The California Coastal Commission’s 6-4 rejection of the Air Force’s plan for increased launches hinged on concerns that all SpaceX activity would be considered military operations, making it harder to enforce environmental requirements.
But the hourslong debate prior to the vote veered into a discussion about Musk’s political rhetoric, his support for Trump, his comments about transgender people and his companies’ labor records.
“Elon Musk is hopping about the country, spewing and tweeting political falsehoods and attacking FEMA while claiming his desire to help the hurricane victims with free Starlink access to the internet,” Commissioner Gretchen Newsom, who isn’t related to the governor, said at the meeting last week in San Diego.
Gretchen Newsom and agency Chair Caryl Hart both voted to reject the plan after condemning Musk’s conduct. Commissioners Mike Wilson and Justin Cummings also expressed concerns about Musk himself or SpaceX’s labor practices, but ultimately voted in favor of the launch increase. Wilson is a Newsom appointee, while Hart and Cummings were appointed by the state Assembly and Gretchen Newsom was appointed by the state Senate.
Newsom emphasized that his appointees had voted for the permit and that his administration had worked with the Defense Department prior to the vote to help reach a compromise on the proposal to increase rocket launches.

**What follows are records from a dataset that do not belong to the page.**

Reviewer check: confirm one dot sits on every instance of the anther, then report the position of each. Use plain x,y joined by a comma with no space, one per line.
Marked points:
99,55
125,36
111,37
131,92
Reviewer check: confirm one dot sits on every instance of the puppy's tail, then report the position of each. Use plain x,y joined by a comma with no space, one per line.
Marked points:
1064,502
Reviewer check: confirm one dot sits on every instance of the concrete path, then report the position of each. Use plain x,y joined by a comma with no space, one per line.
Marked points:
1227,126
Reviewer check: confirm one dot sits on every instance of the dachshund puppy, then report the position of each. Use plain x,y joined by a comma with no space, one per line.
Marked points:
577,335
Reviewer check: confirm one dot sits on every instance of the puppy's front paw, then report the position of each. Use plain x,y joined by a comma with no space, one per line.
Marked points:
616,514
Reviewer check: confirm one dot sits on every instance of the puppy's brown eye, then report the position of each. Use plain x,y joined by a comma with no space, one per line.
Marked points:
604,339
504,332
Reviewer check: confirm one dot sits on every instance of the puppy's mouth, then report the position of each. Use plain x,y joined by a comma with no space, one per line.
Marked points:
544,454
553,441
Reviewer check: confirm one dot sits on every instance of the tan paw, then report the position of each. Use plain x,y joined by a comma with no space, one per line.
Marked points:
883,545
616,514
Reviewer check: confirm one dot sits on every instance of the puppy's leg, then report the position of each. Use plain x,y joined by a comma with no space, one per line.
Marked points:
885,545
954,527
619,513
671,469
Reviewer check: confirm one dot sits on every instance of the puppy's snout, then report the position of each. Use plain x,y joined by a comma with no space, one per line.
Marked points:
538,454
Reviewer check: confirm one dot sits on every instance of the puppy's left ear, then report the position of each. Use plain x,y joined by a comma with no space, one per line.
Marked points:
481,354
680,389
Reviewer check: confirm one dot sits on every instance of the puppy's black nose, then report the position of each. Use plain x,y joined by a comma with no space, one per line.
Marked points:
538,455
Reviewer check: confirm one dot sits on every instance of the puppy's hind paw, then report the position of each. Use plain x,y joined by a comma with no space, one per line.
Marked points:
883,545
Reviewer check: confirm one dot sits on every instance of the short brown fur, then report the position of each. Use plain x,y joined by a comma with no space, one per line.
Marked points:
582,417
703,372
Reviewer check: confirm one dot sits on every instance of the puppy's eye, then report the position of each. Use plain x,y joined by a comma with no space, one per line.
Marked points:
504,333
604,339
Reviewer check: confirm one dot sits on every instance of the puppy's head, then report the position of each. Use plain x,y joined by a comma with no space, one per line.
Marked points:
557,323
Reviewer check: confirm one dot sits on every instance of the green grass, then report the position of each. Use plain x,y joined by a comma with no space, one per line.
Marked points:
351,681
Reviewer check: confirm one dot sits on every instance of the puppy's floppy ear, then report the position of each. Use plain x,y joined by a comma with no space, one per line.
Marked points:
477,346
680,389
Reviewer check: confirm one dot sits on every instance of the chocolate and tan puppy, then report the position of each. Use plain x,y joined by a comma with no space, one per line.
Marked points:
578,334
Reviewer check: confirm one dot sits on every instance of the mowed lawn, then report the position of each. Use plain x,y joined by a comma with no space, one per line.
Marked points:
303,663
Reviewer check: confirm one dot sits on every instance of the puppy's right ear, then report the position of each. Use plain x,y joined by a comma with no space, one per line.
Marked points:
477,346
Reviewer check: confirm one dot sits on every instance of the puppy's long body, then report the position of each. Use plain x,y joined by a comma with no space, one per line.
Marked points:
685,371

“I do not control that commission, infamously, in any way, shape or form, but two appointees did what I thought was the right thing,” he said. “We worked with Space Force. We worked with the base commander [Colonel Mark Shoemaker] there in good faith.”
The two sides seemed to reach a detente heading into last week’s meeting after the Air Force, which oversees Space Force, agreed in September to meet the commission’s seven conditions, including reducing the sonic booms and increased wildlife monitoring.
“Our team was working with them behind the scenes, Dee Dee [Myers], Wade [Crowfoot], others, there were legitimate concerns the coastal staff expressed,” Newsom told POLITICO Thursday, referring to his business adviser and his natural resources director.
“We engaged in the spirit of finding compromise. It wasn’t about SpaceX, it was about exploration and other precedent,” Newsom said. “So I saw that [decision, and thought] that’s not what this was about. …They certainly could have said, ‘We are just not comfortable with [the proposal] right now.’ But that wasn’t what they said.”